Frankl loses almost everything and pretty much everyone to the Holocaust, yet refuses to let suffering have the final interpretive authority over his life. The book does not romanticize suffering… of course that would be obscene. Rather, it argues that suffering can be survived, and sometimes even transformed, when it is tethered to a why. The line I keep returning to is his claim that “to life he can only respond by being responsible.” The surrounding passage makes the stronger point: life is not merely something we interrogate; it interrogates us, and our answer is given through the burdens we actually choose to bear.
This clarified something I have circled around since my early teens. I used to wonder what the purpose of suffering was. The celebrity-atheist types often presents unnecessary suffering as the strongest argument against the existence of God. Plausible, yes. Decisive, no.
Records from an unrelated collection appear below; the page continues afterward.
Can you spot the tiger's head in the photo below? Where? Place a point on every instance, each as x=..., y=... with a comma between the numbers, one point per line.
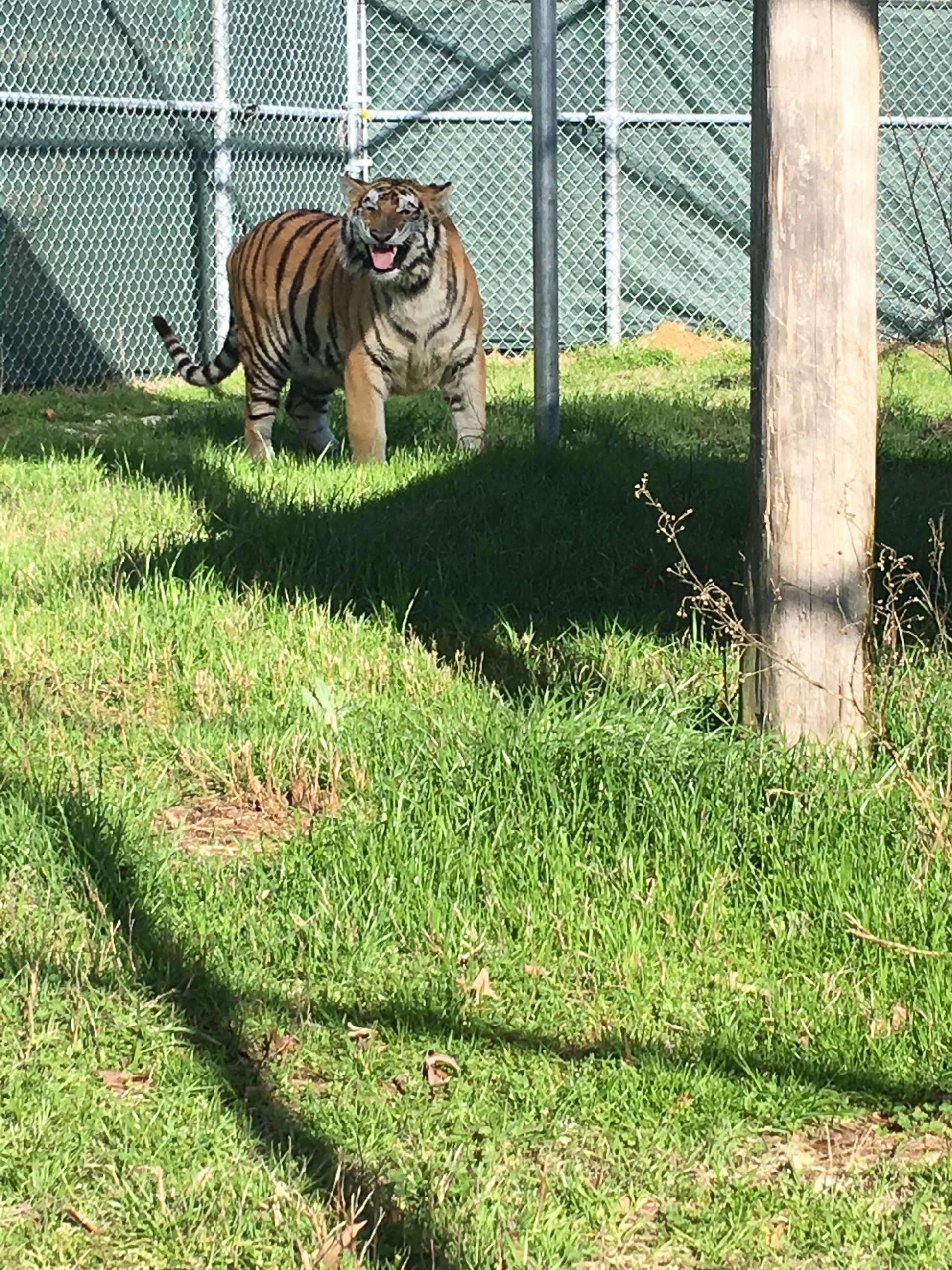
x=391, y=232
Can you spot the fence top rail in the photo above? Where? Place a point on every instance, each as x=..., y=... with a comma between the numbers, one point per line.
x=263, y=111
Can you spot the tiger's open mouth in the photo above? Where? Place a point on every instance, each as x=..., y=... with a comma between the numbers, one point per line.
x=386, y=258
x=382, y=258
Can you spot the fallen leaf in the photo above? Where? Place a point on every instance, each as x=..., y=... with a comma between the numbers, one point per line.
x=359, y=1035
x=304, y=1078
x=437, y=1067
x=335, y=1246
x=480, y=987
x=280, y=1046
x=75, y=1216
x=399, y=1084
x=926, y=1150
x=125, y=1082
x=776, y=1236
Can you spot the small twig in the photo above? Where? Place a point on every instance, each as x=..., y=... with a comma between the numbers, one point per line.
x=75, y=1216
x=29, y=1005
x=860, y=932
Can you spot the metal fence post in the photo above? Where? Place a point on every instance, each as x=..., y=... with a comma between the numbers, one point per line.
x=222, y=167
x=358, y=160
x=612, y=175
x=545, y=219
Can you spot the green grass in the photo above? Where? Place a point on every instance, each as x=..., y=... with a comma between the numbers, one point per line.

Like most arguments in that arena, it is serious, emotionally loaded, and still refutable enough to keep philosophers gainfully employed.
Around 2014, I came across a Holocaust-related line that stayed with me:

What fascinated me then, and still does, is how nations can emerge from historical catastrophe with a sharpened sense of purpose. The Jews, the Japanese, the Russians, the Chinese: different histories, different moral ledgers, but all examples of communities that endured tremendous rupture and later bounced back from rock-bottom. None of this is simple. History is rarely black and white; it is usually different shades if grey. Still, the pattern is difficult to ignore.
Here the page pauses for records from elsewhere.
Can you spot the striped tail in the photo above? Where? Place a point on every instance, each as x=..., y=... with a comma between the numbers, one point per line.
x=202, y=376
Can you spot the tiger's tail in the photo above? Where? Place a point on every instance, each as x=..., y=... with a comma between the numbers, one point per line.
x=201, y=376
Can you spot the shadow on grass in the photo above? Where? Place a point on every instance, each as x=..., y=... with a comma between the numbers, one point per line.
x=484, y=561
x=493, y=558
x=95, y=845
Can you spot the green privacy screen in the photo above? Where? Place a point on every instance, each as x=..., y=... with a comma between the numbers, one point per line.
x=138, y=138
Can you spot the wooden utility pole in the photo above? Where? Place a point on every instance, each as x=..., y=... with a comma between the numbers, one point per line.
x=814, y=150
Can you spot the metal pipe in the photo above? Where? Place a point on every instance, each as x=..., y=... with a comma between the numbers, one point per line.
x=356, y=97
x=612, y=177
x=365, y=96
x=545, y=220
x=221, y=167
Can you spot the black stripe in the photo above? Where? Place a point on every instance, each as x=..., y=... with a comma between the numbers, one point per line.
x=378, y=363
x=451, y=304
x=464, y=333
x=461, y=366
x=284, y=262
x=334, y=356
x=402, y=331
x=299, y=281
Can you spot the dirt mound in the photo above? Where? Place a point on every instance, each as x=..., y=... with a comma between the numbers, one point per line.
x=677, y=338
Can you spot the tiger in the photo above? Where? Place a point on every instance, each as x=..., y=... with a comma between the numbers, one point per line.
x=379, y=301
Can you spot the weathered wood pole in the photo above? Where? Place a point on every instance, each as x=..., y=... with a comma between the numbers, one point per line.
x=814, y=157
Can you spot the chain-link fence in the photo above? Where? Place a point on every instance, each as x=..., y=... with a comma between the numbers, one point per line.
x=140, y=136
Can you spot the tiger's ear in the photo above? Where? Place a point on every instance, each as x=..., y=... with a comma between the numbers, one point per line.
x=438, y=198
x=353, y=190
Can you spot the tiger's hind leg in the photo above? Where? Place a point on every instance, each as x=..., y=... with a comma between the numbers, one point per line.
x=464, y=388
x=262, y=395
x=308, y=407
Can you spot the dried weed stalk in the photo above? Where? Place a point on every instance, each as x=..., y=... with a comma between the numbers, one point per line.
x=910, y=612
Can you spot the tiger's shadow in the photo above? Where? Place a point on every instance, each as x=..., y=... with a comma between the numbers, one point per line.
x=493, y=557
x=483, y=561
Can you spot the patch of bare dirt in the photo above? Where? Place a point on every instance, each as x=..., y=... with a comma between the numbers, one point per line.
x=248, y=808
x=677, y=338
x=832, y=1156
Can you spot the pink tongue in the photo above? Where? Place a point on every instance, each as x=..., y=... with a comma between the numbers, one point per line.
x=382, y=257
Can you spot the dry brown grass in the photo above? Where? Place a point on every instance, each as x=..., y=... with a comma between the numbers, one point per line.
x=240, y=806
I see my Muslim brothers and sisters in great pain across the world today. Again, I won’t performatively pretend it is a story in black and white; it rarely is, only different shades of grey, with innocent people suffering as collateral whichever way the line is drawn. My hope is that the kind of post-traumatic growth Frankl describes may, by Allah’s mercy, manifest for people living through war, displacement, humiliation, and grief today.
The book reinforced an intuition that I’ve had for a while: meaning is not found by escaping burden, but by shouldering a worthwhile one. Schools rarely teach this effectively. Perhaps they can’t. It has to be lived, or at least seen, in the long corridor between pain and responsibility. Hopefully, everything has a point.